Fragility.

Somewhere in the midst of depositing seven pounds of body weight in my bathroom the other day, it occurred to me that my health is much more fragile than it once was.
  
When I was young, I never got sick. Sure, I pretended to be sick to get out of school for a day or two, but actual sick wasn't something I did a whole lot of. The only times I saw the inside of the hospital was when I broke my thumb jumping my bike (the front wheel came off mid-air, so not much I could have done about that), the occasional twisted ankle in soccer, and that time my appendix blew up.
  
As I got older (and fatter), I'd throw out my back or something stupid like that, but that was about it. My health wasn't good in my late 20s and early 30s, but I wasn't sick.
  
Then, in my mid to late 30s, just as I started to get in some kind of physical shape other than round, I had to go and introduce kids into my life. Young kids. Young, germ-infested kids. Kids on the cutting edge of weaponized illness technology. If they got it, true to their upbringing, they shared it. With me. My wife could be with them all day, wiping their noses and literally bathing in their germs, but I would be the one who got sick. I guess that's fair.
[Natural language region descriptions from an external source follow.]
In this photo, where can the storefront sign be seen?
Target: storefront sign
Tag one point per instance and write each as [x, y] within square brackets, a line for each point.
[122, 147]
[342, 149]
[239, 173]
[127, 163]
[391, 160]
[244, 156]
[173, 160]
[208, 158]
She'd do all of the hard work and I would puke.
  
Now I just expect to be knocked down, and every year I'm not disappointed. Last year I almost thought I would get away scot-free, only to be felled just before the roads cleared. I have less-healthy associates that say it's because I train so hard, at which point I laugh. I'm far from being so light it would affect my immune system. I eat far more than I should, so I guess I get the required amounts of essential nutrients somewhere in there. Still, when your immune system is on par with the defenses of pre-WWII France, even a "mass-quantities of pork fat" strategy isn't enough.
 
I thought I had taken my annual hit with the flu. Then I found out I had a sinus infection. Hot on the heels of that is the latest plague. I'm not so sure I'm done for the season. I'd love to believe it, but the mischievous grin of my youngest son tells me there's more to come.
 
I'd love to lose the weight, but not like that.